The answers John and the Hole gives its questions aren't exactly satisfying, but this kid, who keeps doing inexplicably awful things just because he can, is definitely, uh, interesting.

The kid in question is John, played by a quiet yet creepy Charlie Shotwell. The last time audiences would have seen Shotwell was in last year's The Nest as a kid who was in the unfortunate position of having a menacing Jude Law as his father.

Now it's the son who is the source of menace in the family.

The hole in question is actually a partially constructed bunker in the woods near John's home that his parents vaguely suggest could serve as a shelter for a storm. Michael C. Hall and Jennifer Ehle play the parents in question, and both appropriately capture the horrified reactions any parent would have when discovering their son has trapped them in a hole and won't let them out. Their shift from denial to panic—especially when their daughter, played by Taissa Farmiga, realizes what is going on before they do—is deeply upsetting.

That the film's writer Nicolás Giacobone co-wrote, with Alejandro G. Iñárritu, 2014's Birdman is unsurprising, even as it lacks the similar kinetic energy to the dialogue and flow of that story.

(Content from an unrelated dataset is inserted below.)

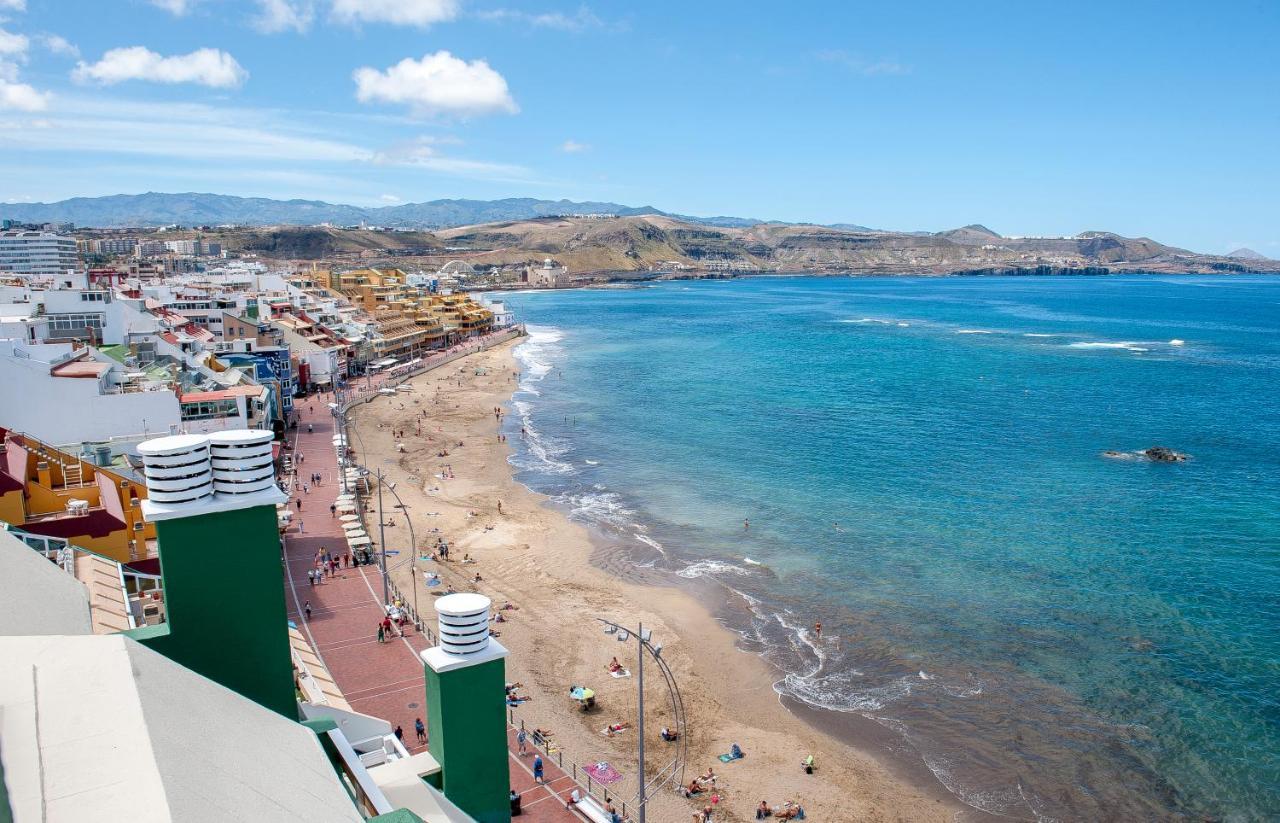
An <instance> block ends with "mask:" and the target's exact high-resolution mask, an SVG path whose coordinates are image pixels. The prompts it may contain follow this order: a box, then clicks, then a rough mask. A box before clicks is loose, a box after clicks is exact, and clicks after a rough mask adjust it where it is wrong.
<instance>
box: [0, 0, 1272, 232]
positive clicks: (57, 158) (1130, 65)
mask: <svg viewBox="0 0 1280 823" xmlns="http://www.w3.org/2000/svg"><path fill="white" fill-rule="evenodd" d="M0 18H3V20H4V22H3V23H0V201H23V200H41V201H49V200H60V198H64V197H72V196H96V195H110V193H122V192H124V193H133V192H145V191H209V192H220V193H233V195H244V196H265V197H282V198H288V197H303V198H317V200H328V201H332V202H351V204H358V205H379V204H394V202H410V201H421V200H434V198H438V197H476V198H493V197H507V196H530V197H547V198H558V197H570V198H575V200H608V201H614V202H621V204H627V205H653V206H658V207H660V209H666V210H671V211H678V212H685V214H699V215H716V214H726V215H737V216H755V218H769V219H782V220H796V221H800V220H812V221H819V223H858V224H863V225H870V227H877V228H887V229H928V230H941V229H947V228H954V227H957V225H963V224H968V223H983V224H987V225H989V227H991V228H993V229H996V230H997V232H1002V233H1005V234H1073V233H1076V232H1080V230H1088V229H1108V230H1115V232H1119V233H1121V234H1129V236H1148V237H1153V238H1156V239H1160V241H1162V242H1167V243H1174V244H1179V246H1184V247H1188V248H1193V250H1197V251H1210V252H1226V251H1231V250H1234V248H1236V247H1239V246H1249V247H1252V248H1254V250H1257V251H1260V252H1262V253H1266V255H1268V256H1275V257H1280V159H1277V157H1280V56H1277V55H1280V45H1277V40H1280V3H1275V0H1254V1H1248V3H1244V1H1242V3H1235V1H1230V0H1228V1H1221V3H1215V4H1207V3H1206V4H1189V3H1178V1H1165V3H1144V1H1123V0H1121V1H1112V3H1074V4H1062V3H1036V1H1032V0H1024V1H1021V3H998V1H997V3H987V1H984V3H965V4H961V3H909V1H902V3H893V4H888V3H876V4H870V3H794V4H764V3H750V1H745V0H739V1H736V3H719V1H698V3H690V1H689V0H685V1H682V3H668V1H664V0H649V1H646V3H599V1H598V3H591V4H589V5H580V4H575V3H572V0H535V1H531V3H516V1H509V3H508V1H506V0H488V1H483V0H0Z"/></svg>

What it has in common is a sensibility punctuated by persistent dread. A simple scene of John drinking orange juice or eating chicken nuggets becomes tense in context.

The direction by Pascual Sisto, in what is his first feature, is cold and calculated. The color palette is often bleak, with repeated use of shallow-focus compositions. It mimics John as he begins to commit increasingly horrifying acts. John, of course, isn't a criminal mastermind; he's a kid. He doesn't think through his actions, although he lies with such ease it makes the skin crawl.

There are plenty of distractions in the film. Many moments start with a random conversation about a blue balloon between two unknown characters. It feels purposeless, and when it's revealed to be crucial to the story, it's done in a way that undercuts nearly all of the dramatic tension. The film's methodical, measured pace regains its footing, but it's irritating.

Between this and We Need to Talk About Kevin, I think I've been convinced never to have children. You don't know when one of them will trap you in a hole.

You can watch John and the Hole on-demand via Sundance starting Sunday, Jan. 31.